So far as I know, Tesla invented this turbine for use with exhaust gases.
So yes it should work well provided the discs are made of good quality materials that don't warp. The practical problem may be warped discs that wobble badly at high RPM and cause the turbine to fall apart.
The relationship between angular velocity (rad/s) and torque (N.m) will certainly be interesting. The higher the rpm, the lower the torque and vice versa. Counter-intuitively you will get maximum torque just after applying the steam nozzle to the turbine, and just before the turbine actually starts to move.
In other words, high RPM when it is not under load should not lead you to think it can deliver the torque needed to drive for example a 5kW alternator motor that operates at 200 RPM. Such an alternator would need about 270 N.m of torque to rotate at 200 RPM and deliver 5kW of electrical output.
So getting 3000 RPM from your tesla turbine when it is not under load is by no means the whole picture. Your torque will increase as RPM under load decreases, and if the torque needed to power the alternator is too great, your turbine will come to a standstill.
It is all about the useful work the turbine can do.
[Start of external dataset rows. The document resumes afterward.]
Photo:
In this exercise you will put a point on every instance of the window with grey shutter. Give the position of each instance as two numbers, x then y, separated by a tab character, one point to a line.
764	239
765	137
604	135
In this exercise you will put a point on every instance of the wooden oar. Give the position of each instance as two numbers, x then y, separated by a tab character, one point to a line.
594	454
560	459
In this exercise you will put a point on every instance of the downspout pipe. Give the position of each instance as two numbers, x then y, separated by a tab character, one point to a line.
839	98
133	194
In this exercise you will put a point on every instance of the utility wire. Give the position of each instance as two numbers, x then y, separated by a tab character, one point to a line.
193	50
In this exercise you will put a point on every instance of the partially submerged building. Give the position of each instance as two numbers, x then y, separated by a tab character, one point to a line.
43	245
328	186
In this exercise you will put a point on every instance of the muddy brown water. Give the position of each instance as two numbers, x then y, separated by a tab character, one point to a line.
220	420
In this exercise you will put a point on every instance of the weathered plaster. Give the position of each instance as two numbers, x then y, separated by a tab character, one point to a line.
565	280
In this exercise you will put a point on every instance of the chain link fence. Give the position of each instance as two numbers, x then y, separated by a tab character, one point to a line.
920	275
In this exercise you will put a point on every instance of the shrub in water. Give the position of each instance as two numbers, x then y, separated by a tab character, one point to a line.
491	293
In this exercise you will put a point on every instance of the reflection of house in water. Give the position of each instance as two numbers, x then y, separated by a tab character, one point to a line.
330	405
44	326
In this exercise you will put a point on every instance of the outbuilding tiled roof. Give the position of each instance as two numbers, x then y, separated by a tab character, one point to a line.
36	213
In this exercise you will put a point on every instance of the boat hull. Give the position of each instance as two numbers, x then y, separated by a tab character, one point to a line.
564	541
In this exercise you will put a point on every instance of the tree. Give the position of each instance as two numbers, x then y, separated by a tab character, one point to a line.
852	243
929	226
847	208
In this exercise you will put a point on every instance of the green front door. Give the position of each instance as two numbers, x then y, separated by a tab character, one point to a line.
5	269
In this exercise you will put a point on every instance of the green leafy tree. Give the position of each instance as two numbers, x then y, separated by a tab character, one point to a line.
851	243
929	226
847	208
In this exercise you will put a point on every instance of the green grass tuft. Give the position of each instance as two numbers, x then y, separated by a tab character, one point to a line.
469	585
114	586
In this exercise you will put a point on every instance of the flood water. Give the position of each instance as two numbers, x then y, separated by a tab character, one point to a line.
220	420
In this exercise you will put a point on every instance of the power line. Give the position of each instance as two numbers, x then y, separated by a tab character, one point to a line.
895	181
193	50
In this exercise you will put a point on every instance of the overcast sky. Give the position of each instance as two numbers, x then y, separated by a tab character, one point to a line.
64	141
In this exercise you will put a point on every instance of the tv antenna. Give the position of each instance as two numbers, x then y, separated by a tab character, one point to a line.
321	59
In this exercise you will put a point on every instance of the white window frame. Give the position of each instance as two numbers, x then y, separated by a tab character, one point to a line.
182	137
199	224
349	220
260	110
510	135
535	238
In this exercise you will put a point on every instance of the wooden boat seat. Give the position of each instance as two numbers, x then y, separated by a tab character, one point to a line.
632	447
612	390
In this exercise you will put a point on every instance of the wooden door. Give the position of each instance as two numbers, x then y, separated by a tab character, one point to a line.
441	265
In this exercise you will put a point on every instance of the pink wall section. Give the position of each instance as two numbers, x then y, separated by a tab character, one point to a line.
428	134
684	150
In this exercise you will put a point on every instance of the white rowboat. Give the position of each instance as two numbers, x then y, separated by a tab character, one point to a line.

I have never tested a Tesla turbine, so I do not speak from experience with what follows. But my immediate concern about steam as a working fluid would be F = m.a
You may get excellent velocity from the steam pipe nozzles (and therefore high RPM when not under load) but the force in Newtons actually delivered to the turbine will I think be limited to the mass in kg per second of the working fluid. It takes a lot of steam to provide a mass of 1 kg.
My best guess (not having worked with Tesla turbines) is that you may have a mass flow rate of less than 0.0001 m3/s.
If so, the force delivered to the turbine will be low in terms of Newtons even if you have more than one steam jet nozzle and even if you manage high jet velocities of over 180 m/s upwards.
By way of example, an electric pressure washer which consumes 3000 watts and delivers 160 bar of pressure (160 bar = 16,000,000 N/m2 = 16,000,000 Pa) might seem to be a great way of powering an impulse turbine.
I tried it out. It didn't work because the mass flow rate (here water) was only about 0.00016 cubic metres per second, so I was getting 28 Newtons of force delivered to the turbine despite a whopping 16,000,000 pascals of pressure from the jet nozzle (at 179 m/s).
Note that the 16,000,000 Pa did not translate to 1600 N of force after I had converted 16,000,000 N/m2 to force actually applied by that pressure over a square centimetre on a small turbine cup. It is easy to make unit errors if you don't take F = m.a into account.
This leads neatly on to the question of mechanical power output in watts. The whole point of any self respecting turbine.
If you want to use RPM instead of radians per second, the following equation just might work for a tesla turbine as a mathematical model to predict mechanical power output in watts (which should be equivalent to the electrical power output in watts if you were to hook it to an appropriate alternator motor/generator).
Pmech (watts) = Fjet x Njet x pi x h x w x d / 60Fjet = Force in Newtons
Njet = number of jets eg 1 steam nozzle
pi = 3.141592654
h = efficiency coefficient (unit-less fraction) = eg 0.9 (it is probably going to be a figure between 0.7 and 0.9)
d = diameter of turbine in metres (circle representing the pitch circle diameter of the turbine, or in other words a circle whose diameter represents the point where the jet strikes the circular turbine which will not necessarily be the outermost tip of the turbine)
w = rpm (here not rad/s) = eg 3000 rpm
Good luck with testing. Working with turbines is the most fun you will ever have.